Cermin
Berguru pada Laba-Laba
Laba-laba bukanlah binatang yang asing karena dapat dijumpai di kebun, taman, ataupun sudut-sudut rumah. Begitu juga yang saya alami dan temui, makhluk ini ada yang berukuran kecil dan sedang, yang jelas tidak sebesar Spider-Man atau seperti dalam film Eight Legged Freaks.

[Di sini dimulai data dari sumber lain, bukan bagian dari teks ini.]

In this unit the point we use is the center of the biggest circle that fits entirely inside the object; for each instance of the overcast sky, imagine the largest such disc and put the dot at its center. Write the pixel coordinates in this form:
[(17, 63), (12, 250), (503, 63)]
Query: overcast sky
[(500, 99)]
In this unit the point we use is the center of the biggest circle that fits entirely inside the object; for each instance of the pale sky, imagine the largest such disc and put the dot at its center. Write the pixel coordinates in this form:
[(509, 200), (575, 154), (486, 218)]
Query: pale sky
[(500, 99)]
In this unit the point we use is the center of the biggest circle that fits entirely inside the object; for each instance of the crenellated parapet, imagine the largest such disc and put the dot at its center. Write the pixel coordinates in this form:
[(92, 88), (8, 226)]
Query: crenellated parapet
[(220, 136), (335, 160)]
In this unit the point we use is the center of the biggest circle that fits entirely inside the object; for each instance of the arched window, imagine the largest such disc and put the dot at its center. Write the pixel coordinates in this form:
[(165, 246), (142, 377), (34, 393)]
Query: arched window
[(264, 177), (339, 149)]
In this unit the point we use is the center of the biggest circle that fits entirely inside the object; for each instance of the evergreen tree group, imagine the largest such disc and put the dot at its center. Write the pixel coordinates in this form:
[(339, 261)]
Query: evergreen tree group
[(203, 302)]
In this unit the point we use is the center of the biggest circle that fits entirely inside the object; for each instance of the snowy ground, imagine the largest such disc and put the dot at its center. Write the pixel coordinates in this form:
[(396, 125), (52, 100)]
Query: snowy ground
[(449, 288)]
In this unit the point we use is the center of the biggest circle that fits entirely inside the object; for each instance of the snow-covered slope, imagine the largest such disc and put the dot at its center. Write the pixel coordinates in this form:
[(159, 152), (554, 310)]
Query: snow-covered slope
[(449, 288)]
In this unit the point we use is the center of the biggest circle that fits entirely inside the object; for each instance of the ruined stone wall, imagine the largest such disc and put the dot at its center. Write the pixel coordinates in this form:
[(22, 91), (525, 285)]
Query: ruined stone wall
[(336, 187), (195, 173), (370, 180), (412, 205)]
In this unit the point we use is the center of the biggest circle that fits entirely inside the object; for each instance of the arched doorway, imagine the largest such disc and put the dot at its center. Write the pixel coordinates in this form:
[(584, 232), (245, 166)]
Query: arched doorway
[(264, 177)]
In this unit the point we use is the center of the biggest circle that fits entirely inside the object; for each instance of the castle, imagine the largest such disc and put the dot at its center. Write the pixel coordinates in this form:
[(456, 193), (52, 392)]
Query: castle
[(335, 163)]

Pagi itu, dalam sebuah kesempatan retret bersama rekan-rekan guru di sebuah rumah retret berhawa sejuk, kami pun mengadakan meditasi alam. Sesuatu yang mahal sejak saya di Jakarta. Sembari menuruni tangga-tangga berlumut menuju sebuah kolam kecil, saya membiarkan seluruh indra mengecap lebih dalam indahnya alam berpadu harmoni suara binatang-binatang hutan yang sedang mengadakan konser tanda dimulainya hari.

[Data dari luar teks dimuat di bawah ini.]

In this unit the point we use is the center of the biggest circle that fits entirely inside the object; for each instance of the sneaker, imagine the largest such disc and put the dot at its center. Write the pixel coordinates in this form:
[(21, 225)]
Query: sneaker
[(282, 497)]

Saya mencoba melambat tanpa banyak berpikir; mengizinkan segala sesuatu terjadi dan menerima segala sesautu apa adanya. Perasaan kagum tiada terhingga kala melihat aneka bunga-bunga indah yang merekah dan wangi. Saya juga kagum pada lumut hijau di antara bebatuan. Saya melangkah lebih lanjut dan mata saya terpukau pada laba-laba yang menyulam rumahnya di antara dua pohon pinang. Saya berhenti dan mencermati laba-laba hitam berukuran sedang yang sibuk membangun rumahnya yang belum sempurna dengan teknik maju mundur dan setiap kali tersambung jaring-jaring yang berkesinambungan.

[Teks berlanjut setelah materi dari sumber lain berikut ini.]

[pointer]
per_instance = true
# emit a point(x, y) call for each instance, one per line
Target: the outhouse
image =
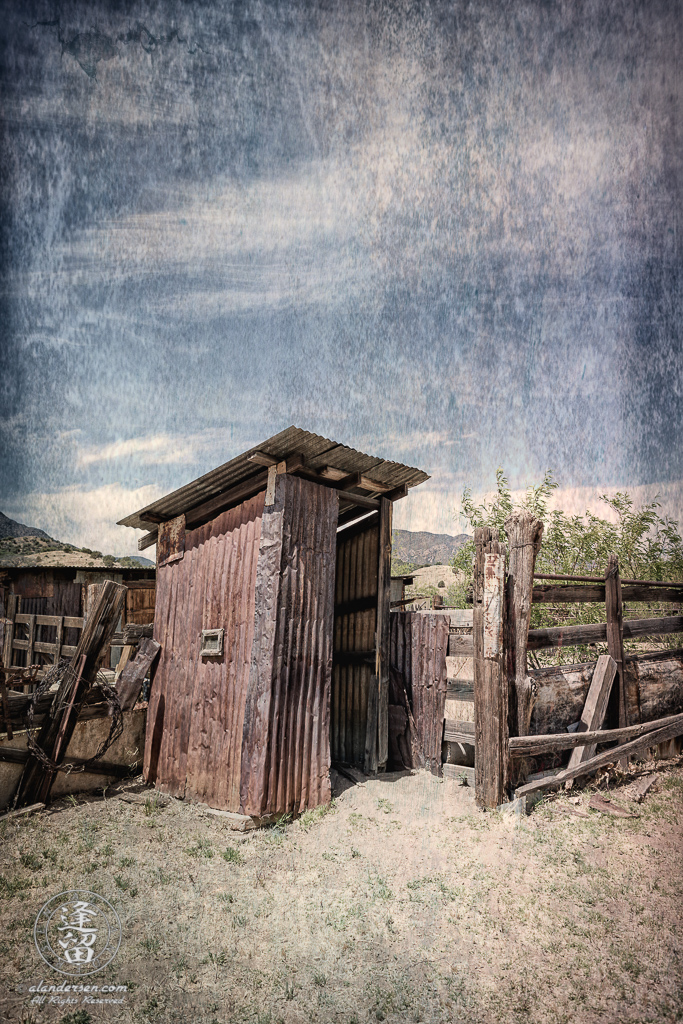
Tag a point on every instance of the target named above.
point(273, 580)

Saya hanya berdiri dan mengamati laba-laba dengan kagum. Dalam hening, saya mengucapkan terima kasih pada laba-laba kemudian menuju aula tempat kami akan melanjutkan dinamika retret. Pengalaman menyaksikan keajaiban laba-laba membangun rumah, saya pun mengambil pembelajaran hidup yang tak tergantikan ini.
Laba-laba membangun rumahnya dengan tekun dan mengerahkan seluruh diri dan menggunakan cairan dari tubuhnya sendiri agar menjad rumah nyaman. Di lain sisi, saya belajar bahwa sewaktu-waktu sarangnya dapat hancur karena cuaca atau situasi luar, ia akan kembali membangunnya. Demikian pula, saya seorang guru dan pendidik, masa retret adalah kesempatan melihat kembali sejauh mana sarang suci, yakni batin saya. Hati harus lebih besar daripada otak. Karena jika saya hanya mengandalkan otak, ada batasnya dan sewaktu-waktu dapat mengalami kemundran-kemunduran.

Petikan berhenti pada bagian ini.